The fungicides used to kill fungi in agriculture often share “modes of action” with medical antifungals. The overuse of these fungicides has led to fungi in the environment building up their resistance – creating hardier fungi that are more difficult to treat in clinical settings. 

As climate change puts additional stress on the food system, the risks and benefits of using fungicides to ensure food security need to be balanced with safeguarding the effectiveness of antifungal drugs. 

However, there is limited communication between agricultural and medical sectors around how to juggle these priorities.  

And yet – despite all these challenges – fungal infections receive a fraction of the funding and attention that bacterial or viral diseases do. 

Fungi that tackle climate change 

Fungi have historically been an asset in medical research – most notably the discovery of the drug penicillin. They could also prove valuable in the fight against climate change.

Some fungi are used to suppress populations of pests or pathogens in agriculture. This method – known as natural biocontrol – uses fungi, or other forms of naturally occurring organisms – such as bacteria, insects or viruses – as a replacement for chemical pesticides.

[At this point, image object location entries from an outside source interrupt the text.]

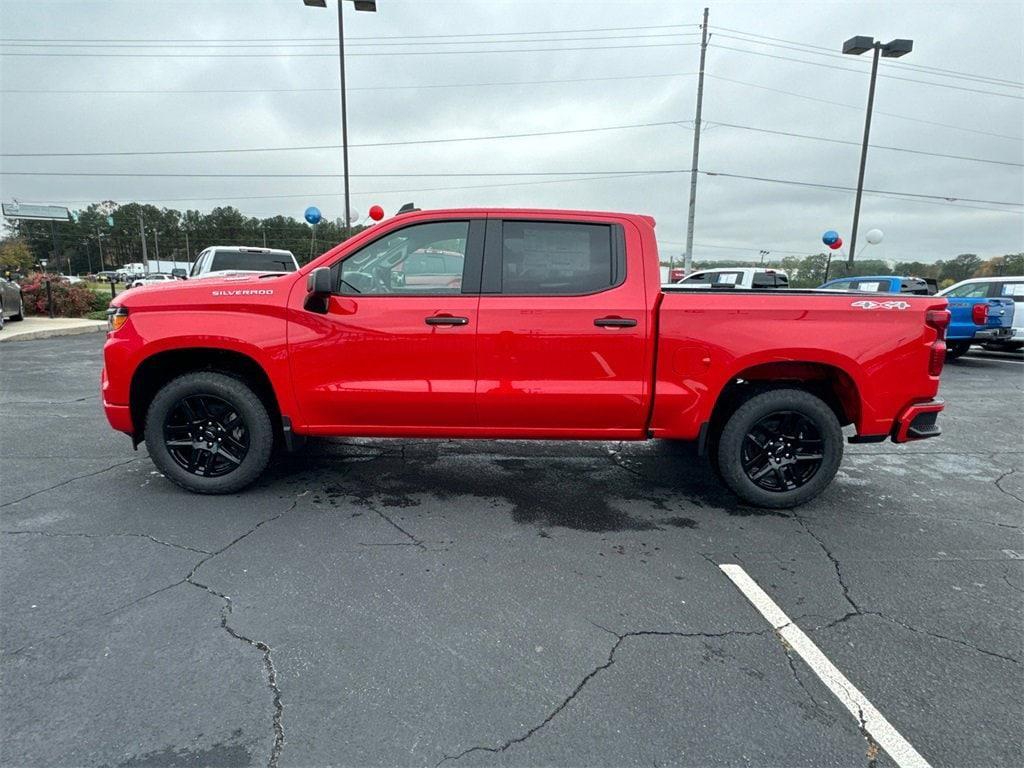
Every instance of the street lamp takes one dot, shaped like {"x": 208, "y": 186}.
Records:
{"x": 893, "y": 49}
{"x": 367, "y": 5}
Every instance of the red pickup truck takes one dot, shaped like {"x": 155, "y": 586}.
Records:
{"x": 551, "y": 325}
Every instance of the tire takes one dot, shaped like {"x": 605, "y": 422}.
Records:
{"x": 955, "y": 348}
{"x": 766, "y": 469}
{"x": 205, "y": 409}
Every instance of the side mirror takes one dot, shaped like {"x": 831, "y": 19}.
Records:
{"x": 318, "y": 283}
{"x": 320, "y": 286}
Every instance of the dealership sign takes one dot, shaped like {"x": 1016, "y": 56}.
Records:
{"x": 17, "y": 210}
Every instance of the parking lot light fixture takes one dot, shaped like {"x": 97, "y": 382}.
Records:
{"x": 365, "y": 5}
{"x": 854, "y": 47}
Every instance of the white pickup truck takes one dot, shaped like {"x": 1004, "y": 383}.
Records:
{"x": 736, "y": 278}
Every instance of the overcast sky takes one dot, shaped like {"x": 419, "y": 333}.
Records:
{"x": 392, "y": 98}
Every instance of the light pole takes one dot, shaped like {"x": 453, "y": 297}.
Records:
{"x": 893, "y": 49}
{"x": 367, "y": 5}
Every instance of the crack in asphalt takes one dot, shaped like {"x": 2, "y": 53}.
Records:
{"x": 225, "y": 612}
{"x": 832, "y": 558}
{"x": 590, "y": 676}
{"x": 1011, "y": 494}
{"x": 107, "y": 536}
{"x": 69, "y": 480}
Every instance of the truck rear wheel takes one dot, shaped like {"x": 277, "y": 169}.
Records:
{"x": 780, "y": 449}
{"x": 209, "y": 432}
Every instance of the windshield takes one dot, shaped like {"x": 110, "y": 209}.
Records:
{"x": 255, "y": 261}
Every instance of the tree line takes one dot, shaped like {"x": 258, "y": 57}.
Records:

Natural biocontrol is seen as a more environmentally friendly method for treating crops than manmade chemicals because the organisms break down naturally in the environment and do not leave toxic residues in the soil

Meanwhile, researchers have also found that mycorrhizal fungi – which grow in association with plant roots – store roughly 13bn tonnes of carbon (GtC) – equivalent to 36% of annual  global fossil fuel emissions. The fungus does this by absorbing carbon from plants and locking it in their underground networks and soil, where it stays stable for long periods. 

There are groups looking at how the mycorrhizal fungi could be harnessed to help deliver decarbonisation – similar to tree planting. 

However, more research is needed to better understand the valuable properties of fungi, including how they could be part of “nature-based solutions” to help tackle climate change.

Discovering the unknown

There is still a lot that remains unknown about fungi. Scientists estimate that less than 10% of all species have been identified globally.

Fungi are essential to healthy ecosystems. They recycle nutrients by breaking down organic matter and play a critical role in the carbon cycle.

But climate change is disrupting this balance. Rising temperatures and environmental shifts threaten to wipe out some fungal species before they’re even discovered, while enabling others to thrive in new – and often harmful – ways. 

These changes signal deep trouble for the natural world.

It is, therefore, critical that more scientific attention is paid to the risks and opportunities of fungi as they learn to adapt to a warmer climate.